Один из айсидов принес блюдо с двумя горками – коричневой и белой. Коричневой горкой оказались обжаренные в семенах и специях крылышки неизвестной птицы, от которых исходил горячий пар. Когда Франциск взял одно крылышко, айсид повернул блюдо другой стороной, что-то сказал на своем языке и настойчиво кивнул. Мальчик увидел, что это все те же крылышки, только почему-то белые. Он дотронулся до одного и едва слышно вскрикнул. Обжигающе холодное!

Франц засомневался, стоит ли это пробовать.

– Главный блюдо ай-сииди быть! – донесся до него трескучий голос, и мальчик поднял глаза.

С другой стороны костра на него смотрел Хоруто, не отводя прямого и сурового взгляда.

– Оно называться «Кари а Сото ни лаа».

– Кари… то…

Франц запнулся.

– Песнь Севера и Юга, – послышался певучий голос сзади.

Это подошел со своей свитой Северин.

Крылатые маа мигом обступили пустующие по левую сторону камни и кристаллы, обложенные циновками. Северин же, приветствовав Каликса тихой дружеской улыбкой, отказался прошествовать на отведенное ему место в центре и устроился рядом, совсем близко к Каликсу и близнецам, чему Франциск втайне порадовался: уж очень ему был симпатичен благородный и спокойный король маа.

– Советую попробовать, – шепнул Северин, и Франц все же решился.

Одну руку жгло раскаленным мясом, а другую – куском льда.
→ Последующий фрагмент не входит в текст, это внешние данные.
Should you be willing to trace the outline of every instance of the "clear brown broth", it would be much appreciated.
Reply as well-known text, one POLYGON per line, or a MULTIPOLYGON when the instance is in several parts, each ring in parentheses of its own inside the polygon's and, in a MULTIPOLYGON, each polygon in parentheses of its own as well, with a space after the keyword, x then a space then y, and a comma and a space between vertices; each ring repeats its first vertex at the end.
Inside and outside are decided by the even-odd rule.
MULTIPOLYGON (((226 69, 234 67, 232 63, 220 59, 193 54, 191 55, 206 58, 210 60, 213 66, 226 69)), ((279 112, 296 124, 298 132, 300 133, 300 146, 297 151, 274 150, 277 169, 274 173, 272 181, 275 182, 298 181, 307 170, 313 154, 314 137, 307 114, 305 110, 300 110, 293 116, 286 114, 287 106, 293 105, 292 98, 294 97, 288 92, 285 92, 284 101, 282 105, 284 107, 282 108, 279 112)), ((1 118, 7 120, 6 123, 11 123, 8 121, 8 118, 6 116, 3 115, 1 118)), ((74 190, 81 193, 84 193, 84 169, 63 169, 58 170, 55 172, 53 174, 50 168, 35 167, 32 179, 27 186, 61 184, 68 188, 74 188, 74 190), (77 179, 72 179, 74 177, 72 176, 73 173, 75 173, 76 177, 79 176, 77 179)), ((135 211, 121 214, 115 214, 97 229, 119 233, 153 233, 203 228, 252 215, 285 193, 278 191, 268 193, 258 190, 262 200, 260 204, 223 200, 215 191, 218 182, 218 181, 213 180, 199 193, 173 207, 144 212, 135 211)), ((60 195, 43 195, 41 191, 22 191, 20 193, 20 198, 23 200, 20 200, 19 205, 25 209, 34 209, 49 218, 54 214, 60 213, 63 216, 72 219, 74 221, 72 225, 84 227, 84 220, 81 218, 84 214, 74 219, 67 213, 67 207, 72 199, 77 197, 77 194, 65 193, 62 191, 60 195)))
– Фу-Ранцу! – шепотом позвал кто-то.

Франц повернул голову и увидел, что ему неистово сигналил Ао. Привлекши внимание мальчика, айсид показал, как есть блюдо: откусил сначала от горячего крылышка, затем – от холодного и долго-долго жевал с прикрытыми от наслаждения глазами. Лицо айсида выражало невероятное удовольствие. Франц отважился последовать его примеру – и удивительное дело! – когда на языке оказалось два куска – один ледяной, второй раскаленный и невероятно острый от специй, он испытал весьма причудливые ощущения. Франциск не сразу проглотил, а какое-то время смаковал кусочки, наслаждаясь смесью противоположных температур и вкусов, и в итоге с удивлением отметил, что хочет немедленно попробовать еще!

Трапеза продолжалась. Хоруто и Северин перебрасывались фразами на айсидском, подданные королей разговаривали друг с другом, и в пещере висел низкий ровный гул – так гудят ледяные сосульки в древних пещерах.

– Мы приготовили для вас лодку, – наконец сказал Северин, обратившись к Каликсу и братьям.

– Лодку? – Франциск посмотрел на Каликса. – Мы поплывем?

Монстр уже утолил голод и теперь сидел, откинувшись на камень. Грудь его по-прежнему приподнималась и опускалась с трудом, но, кажется, монстру стало немного лучше от пищи и морозного питья айсидов.

– Здесь недалеко приток Ледяной реки делает поворот на север и дальше впадает в Лакримозу, – пояснил Калике. – По ней можно доплыть до Леса Бесчисленных Слез, куда, по-видимому, ведут вас Цветы Памяти… Если нет – мы где-нибудь свернем. Но я думаю, мои предположения верны.

– Лес Бесчисленных Слез… – послышался голос Филиппа. – Почему он так называется?

– У нас есть легенда, – отозвался Северин, – что в незапамятные времена в этом лесу жили прекрасные ледяные фейри. Их голоса были звоном хрусталя, а крылья – точно покрытые инеем лепестки белых лилий. Ледяные фейри обладали чудесным даром заставлять каждого, кто слышал их песнь, плакать. Да-да, из всех доступных разумным существам эмоций эти фейри больше всего любили грусть. Поэтому, когда в царстве айсидов случались похороны великих вождей, именно ледяных фейри звали сопровождать церемонии своей чудотворной музыкой.

Удивляетесь, отчего они избрали дар грусти вместо дара нести радость и улыбки? Слушайте дальше.

Когда в разгар погребальной церемонии в зал влетала стая ледяных фейри и наполняла воздух своими голосами, чистыми и светлыми, точно лучи рассветного солнца, от этих голосов вся грусть, что скопилась в сердцах айсидов и не могла выплеснуться, наконец-то находила выход. Внимая волшебному пению, каждый айсид давал волю слезам, и через слезы горе выходило.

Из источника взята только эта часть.